Jean Paul Chadarevian MS

Jean Paul Chadarevian is a graduate student in the department of Neurobiology and Behavior working with Dr. Mathew Blurton-Jones. He is the founding co-Manager of the UCI CRISPR Core at the Stem Cell Research Center. His ongoing work utilizes CRISPR to model Autoimmune lymphoproliferative syndrome in chimeric animal models and engineer human-derived stem cell lines to deliver target-specific therapeutics in vivo.

 

Amanda McQuade MS

Amanda McQuade is a graduate student in the department of Neurobiology and Behavior working with Dr.
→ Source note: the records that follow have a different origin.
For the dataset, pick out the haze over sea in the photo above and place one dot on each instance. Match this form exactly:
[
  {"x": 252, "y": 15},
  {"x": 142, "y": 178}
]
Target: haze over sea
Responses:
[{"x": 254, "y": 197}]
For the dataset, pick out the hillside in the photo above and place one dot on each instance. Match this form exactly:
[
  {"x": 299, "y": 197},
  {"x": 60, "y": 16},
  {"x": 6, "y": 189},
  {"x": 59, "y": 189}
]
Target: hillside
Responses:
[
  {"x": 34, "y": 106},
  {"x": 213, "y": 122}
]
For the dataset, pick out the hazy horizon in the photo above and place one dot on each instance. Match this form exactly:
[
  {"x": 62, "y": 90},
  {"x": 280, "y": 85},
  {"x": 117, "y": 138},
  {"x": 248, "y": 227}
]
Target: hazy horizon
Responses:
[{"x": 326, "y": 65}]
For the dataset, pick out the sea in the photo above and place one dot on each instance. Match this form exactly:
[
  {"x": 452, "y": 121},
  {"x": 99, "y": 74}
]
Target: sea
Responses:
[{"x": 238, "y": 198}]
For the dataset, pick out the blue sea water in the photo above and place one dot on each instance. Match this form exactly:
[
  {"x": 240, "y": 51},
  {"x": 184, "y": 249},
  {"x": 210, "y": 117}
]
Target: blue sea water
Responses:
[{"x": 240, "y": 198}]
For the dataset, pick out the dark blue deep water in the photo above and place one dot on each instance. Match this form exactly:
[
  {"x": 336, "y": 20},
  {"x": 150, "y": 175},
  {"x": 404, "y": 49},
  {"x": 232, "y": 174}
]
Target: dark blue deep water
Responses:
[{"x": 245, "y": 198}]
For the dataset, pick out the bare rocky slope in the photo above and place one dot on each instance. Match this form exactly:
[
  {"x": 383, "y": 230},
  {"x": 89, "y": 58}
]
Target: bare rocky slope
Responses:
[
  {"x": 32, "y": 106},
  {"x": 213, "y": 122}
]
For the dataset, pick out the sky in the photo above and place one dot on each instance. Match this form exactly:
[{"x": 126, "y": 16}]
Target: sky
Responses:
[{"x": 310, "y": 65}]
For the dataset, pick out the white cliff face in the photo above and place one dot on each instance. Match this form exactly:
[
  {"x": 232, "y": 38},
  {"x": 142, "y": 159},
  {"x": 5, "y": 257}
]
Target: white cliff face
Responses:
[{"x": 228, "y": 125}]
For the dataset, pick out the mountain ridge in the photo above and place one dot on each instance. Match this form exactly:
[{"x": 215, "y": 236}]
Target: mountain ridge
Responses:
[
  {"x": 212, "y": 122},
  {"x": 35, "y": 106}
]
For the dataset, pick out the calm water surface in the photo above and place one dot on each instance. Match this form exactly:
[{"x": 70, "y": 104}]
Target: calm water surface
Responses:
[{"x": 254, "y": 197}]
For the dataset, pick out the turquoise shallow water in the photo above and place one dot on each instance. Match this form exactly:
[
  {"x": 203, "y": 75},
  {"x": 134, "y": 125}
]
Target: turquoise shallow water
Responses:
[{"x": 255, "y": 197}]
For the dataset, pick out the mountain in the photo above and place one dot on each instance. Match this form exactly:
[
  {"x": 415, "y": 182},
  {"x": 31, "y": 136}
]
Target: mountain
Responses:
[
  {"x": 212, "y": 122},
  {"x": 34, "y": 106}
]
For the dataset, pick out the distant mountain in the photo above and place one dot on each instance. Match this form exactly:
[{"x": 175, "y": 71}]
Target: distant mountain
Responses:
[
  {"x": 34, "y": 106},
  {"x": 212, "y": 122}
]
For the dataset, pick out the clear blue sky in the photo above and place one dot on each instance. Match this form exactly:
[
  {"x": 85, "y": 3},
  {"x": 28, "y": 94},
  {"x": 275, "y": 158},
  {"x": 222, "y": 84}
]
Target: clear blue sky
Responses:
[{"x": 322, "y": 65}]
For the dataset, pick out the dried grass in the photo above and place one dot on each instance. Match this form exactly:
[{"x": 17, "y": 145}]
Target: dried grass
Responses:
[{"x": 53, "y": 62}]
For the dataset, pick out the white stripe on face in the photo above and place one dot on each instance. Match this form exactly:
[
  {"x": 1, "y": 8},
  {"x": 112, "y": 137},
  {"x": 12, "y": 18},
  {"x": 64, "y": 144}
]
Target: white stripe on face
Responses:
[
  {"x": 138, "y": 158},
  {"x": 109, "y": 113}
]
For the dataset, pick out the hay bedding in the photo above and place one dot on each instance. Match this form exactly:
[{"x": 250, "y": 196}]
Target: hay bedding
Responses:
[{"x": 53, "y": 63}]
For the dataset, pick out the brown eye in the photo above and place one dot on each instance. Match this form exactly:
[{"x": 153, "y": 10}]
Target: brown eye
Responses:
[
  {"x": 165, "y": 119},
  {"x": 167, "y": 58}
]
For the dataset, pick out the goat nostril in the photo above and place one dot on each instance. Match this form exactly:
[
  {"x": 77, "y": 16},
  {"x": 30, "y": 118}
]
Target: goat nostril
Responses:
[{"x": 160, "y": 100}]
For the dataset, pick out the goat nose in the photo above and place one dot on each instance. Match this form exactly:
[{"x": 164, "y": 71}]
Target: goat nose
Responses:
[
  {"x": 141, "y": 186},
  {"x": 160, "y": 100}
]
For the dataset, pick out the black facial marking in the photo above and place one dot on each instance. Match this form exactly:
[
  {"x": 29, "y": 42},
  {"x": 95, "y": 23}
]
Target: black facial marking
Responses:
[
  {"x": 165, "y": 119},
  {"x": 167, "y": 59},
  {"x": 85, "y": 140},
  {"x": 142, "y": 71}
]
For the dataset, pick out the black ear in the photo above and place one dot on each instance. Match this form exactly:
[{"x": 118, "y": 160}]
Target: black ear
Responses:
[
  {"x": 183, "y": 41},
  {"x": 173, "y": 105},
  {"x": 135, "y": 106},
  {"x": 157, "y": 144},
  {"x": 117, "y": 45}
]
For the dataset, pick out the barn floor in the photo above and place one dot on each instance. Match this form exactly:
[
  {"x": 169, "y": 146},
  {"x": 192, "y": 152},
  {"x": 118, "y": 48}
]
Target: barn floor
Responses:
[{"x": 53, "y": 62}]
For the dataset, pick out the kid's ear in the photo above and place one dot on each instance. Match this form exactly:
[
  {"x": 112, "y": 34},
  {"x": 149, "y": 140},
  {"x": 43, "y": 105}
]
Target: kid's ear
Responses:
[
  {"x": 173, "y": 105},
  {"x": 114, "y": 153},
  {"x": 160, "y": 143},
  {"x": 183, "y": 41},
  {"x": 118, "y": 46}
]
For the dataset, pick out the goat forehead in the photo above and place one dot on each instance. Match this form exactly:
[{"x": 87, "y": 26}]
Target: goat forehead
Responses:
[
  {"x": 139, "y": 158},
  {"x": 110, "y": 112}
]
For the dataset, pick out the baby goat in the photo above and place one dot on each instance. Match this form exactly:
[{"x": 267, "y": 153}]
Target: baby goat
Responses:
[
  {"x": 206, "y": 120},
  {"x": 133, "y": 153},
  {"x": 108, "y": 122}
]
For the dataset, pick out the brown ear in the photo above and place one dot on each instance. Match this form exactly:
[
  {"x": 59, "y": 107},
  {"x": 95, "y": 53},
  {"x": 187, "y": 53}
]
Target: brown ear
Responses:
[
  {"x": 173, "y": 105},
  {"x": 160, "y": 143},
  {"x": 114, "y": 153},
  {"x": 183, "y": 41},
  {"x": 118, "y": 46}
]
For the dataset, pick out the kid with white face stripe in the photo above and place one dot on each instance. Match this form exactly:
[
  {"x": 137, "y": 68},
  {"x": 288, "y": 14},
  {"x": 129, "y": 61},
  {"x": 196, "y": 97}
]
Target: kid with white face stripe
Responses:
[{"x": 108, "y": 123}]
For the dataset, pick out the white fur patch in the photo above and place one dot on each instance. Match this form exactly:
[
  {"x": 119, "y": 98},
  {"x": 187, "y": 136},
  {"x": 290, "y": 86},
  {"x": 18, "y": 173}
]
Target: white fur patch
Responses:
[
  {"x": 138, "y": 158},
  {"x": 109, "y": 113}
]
Mathew Blurton-Jones. Her graduate work focuses on using CRISPR to study risk mutations for Alzheimer’s disease in human cell models and chimeric animal models. Her ongoing studies highlight the critical need for more research into immune function in neurodegenerative disease. McQuade is currently acting as a Co-Chair of the trainee program on Research and education within UCI MIND, ReMIND, which focuses on community outreach and trainee education.